1) Point number ten of the Communist Manifesto contains the following proposal: Free education for all children in public schools.

2) When public education was first proposed in the state of Utah, the leadership of the Church was unalterably opposed to it.

Source: Elder H. Verlan Andersen
The Book of Mormon and the Constitution, p. 181

Topics: Education

 


 

Education, human education, is the leading out and lifting up of the soul into the ripe, full enjoyment of all its powers potential. To educate men and women is to put them in full command of themselves, to completely possess them of their faculties, which are only half possessed until they are educated. Education imparts nothing but discipline and development. It does not increase the number of man’s original talents; it adds nothing to the sum of his inherent capabilities, but it improves those talents, it develops and strengthens those capabilities, brightening what is dull, making the crude fine, the clumsy skillful, the small great, and the great still greater. Education supplements creation, and moves next to it in the order of infinite progression.

Source: Orson F. Whitney
“The School of Life,” Millennial Star 67, no. 32 (10 August 1905): 499.

Topics: Education

 


 

What is education? ... It is the expansion of the soul—the body and the spirit—to the fulness of its capacity. It is the cultivation and the highest possible development of the natural faculties; the bringing forth and perfecting of all the inherent powers of the individual. This is the definition of a perfect education, and it is the limit and index of its capabilities. . . .

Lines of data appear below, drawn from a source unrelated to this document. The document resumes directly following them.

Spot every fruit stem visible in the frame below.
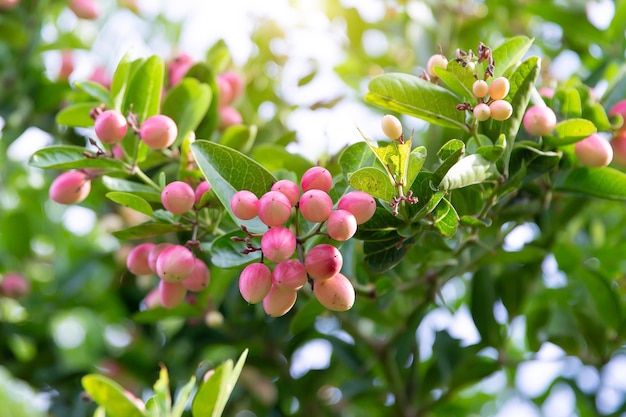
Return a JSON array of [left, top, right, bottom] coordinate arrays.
[[130, 165, 161, 191]]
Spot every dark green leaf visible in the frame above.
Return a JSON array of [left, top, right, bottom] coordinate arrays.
[[111, 222, 185, 240], [433, 198, 458, 238], [471, 268, 501, 346], [556, 166, 626, 200], [363, 235, 414, 273]]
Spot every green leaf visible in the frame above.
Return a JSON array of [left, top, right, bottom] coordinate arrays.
[[471, 268, 502, 346], [354, 208, 406, 241], [252, 144, 313, 179], [172, 376, 196, 417], [81, 375, 145, 417], [290, 299, 325, 335], [74, 81, 112, 108], [583, 102, 612, 132], [29, 146, 126, 171], [111, 222, 185, 240], [491, 36, 534, 78], [475, 134, 506, 162], [206, 39, 232, 74], [132, 304, 202, 323], [111, 53, 132, 110], [56, 102, 99, 127], [123, 55, 164, 122], [348, 167, 395, 201], [433, 60, 475, 100], [363, 235, 415, 273], [219, 124, 257, 154], [437, 139, 465, 160], [101, 176, 161, 202], [406, 146, 427, 190], [359, 128, 413, 188], [439, 154, 499, 190], [106, 192, 153, 217], [575, 269, 621, 332], [148, 366, 171, 417], [560, 87, 583, 118], [544, 119, 597, 146], [556, 166, 626, 200], [365, 73, 468, 131], [339, 142, 376, 175], [459, 215, 491, 228], [209, 230, 262, 268], [433, 198, 458, 238], [162, 78, 212, 145], [190, 140, 276, 232]]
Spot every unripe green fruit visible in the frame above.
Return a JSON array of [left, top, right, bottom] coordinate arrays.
[[263, 285, 297, 317], [313, 273, 355, 311], [158, 280, 186, 309], [140, 114, 178, 149], [156, 245, 195, 283], [326, 209, 357, 241], [126, 242, 156, 275], [261, 227, 296, 263], [94, 110, 128, 144], [298, 189, 333, 223], [239, 263, 272, 304], [230, 190, 259, 220], [523, 105, 557, 136], [301, 166, 332, 193], [575, 133, 613, 167], [427, 54, 448, 77], [488, 77, 510, 100], [271, 179, 300, 206], [49, 170, 91, 204], [337, 191, 376, 224], [148, 243, 173, 273], [473, 103, 491, 121], [182, 258, 211, 292], [472, 80, 489, 99], [258, 190, 292, 227], [381, 114, 403, 141], [304, 244, 342, 280], [161, 181, 195, 214], [272, 260, 307, 292], [489, 100, 513, 121]]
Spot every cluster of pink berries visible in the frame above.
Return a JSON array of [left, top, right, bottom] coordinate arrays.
[[469, 77, 513, 122], [231, 167, 377, 316]]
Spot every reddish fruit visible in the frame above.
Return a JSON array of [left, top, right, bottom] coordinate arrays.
[[156, 245, 195, 283], [216, 76, 234, 107], [301, 166, 332, 193], [219, 106, 243, 130], [219, 71, 245, 102], [261, 227, 296, 263], [89, 66, 110, 88], [272, 260, 307, 292], [194, 181, 211, 206], [143, 288, 161, 309], [161, 181, 195, 214], [239, 263, 273, 304], [58, 50, 74, 81], [313, 273, 355, 312], [523, 105, 557, 136], [489, 100, 513, 121], [168, 53, 194, 87], [271, 179, 300, 206], [258, 191, 292, 227], [575, 133, 613, 168], [609, 100, 626, 132], [488, 77, 510, 100], [263, 285, 297, 317], [538, 87, 555, 99], [140, 115, 178, 149], [112, 144, 125, 159], [95, 110, 128, 144], [326, 210, 357, 241], [427, 54, 448, 77], [611, 131, 626, 167], [472, 80, 489, 99], [182, 258, 210, 292], [381, 114, 403, 141], [298, 189, 333, 223], [68, 0, 100, 19], [126, 243, 156, 275], [158, 280, 186, 309], [337, 191, 376, 224], [230, 190, 259, 220], [304, 244, 342, 280], [148, 243, 173, 273], [49, 171, 91, 204], [0, 0, 19, 10], [473, 103, 491, 122], [0, 273, 30, 299]]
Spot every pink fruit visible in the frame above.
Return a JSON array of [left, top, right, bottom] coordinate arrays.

Perfect education . . . is the full and uniform development of the mental, the physical, the moral and the spiritual faculties. The cultivation of the intellect, as said, is but one phase of the subject, and not by any means the most important one. Useful and valuable though it [may] be as a branch of education, it is of secondary consideration compared with other departments of that vast system of development by means of which, as an entirety, it is alone possible for the human mind and soul to be perfectly educated. This may not be a popular view, but I am satisfied it is the correct one. Those persons who bestow every care and attention upon their minds, and who seem to have but one thought, How shall I shine in society, or make a financial success in the world? are egregiously in error if they think they are gaining the best part of life’s experience, or securing the education of which they have most reason to be proud.

Many of them, if they were wise enough to see it, are not doing justice even to their mental faculties. No one who reads a book simply to be able to chatter about its contents; who witnesses a play, or inspects a work of art, for the mere purpose of saying he has seen it; who journeys to foreign lands with no object in view but to boast of having been there; who lives in fact for show and glitter and not for usefulness and truth, can truly be said to be educated, even intellectually. The magpie and the parrot have an almost equal claim.

Source: Orson F. Whitney
“What Is Education?” Contributor 6 (June 1885): 345, 349-50.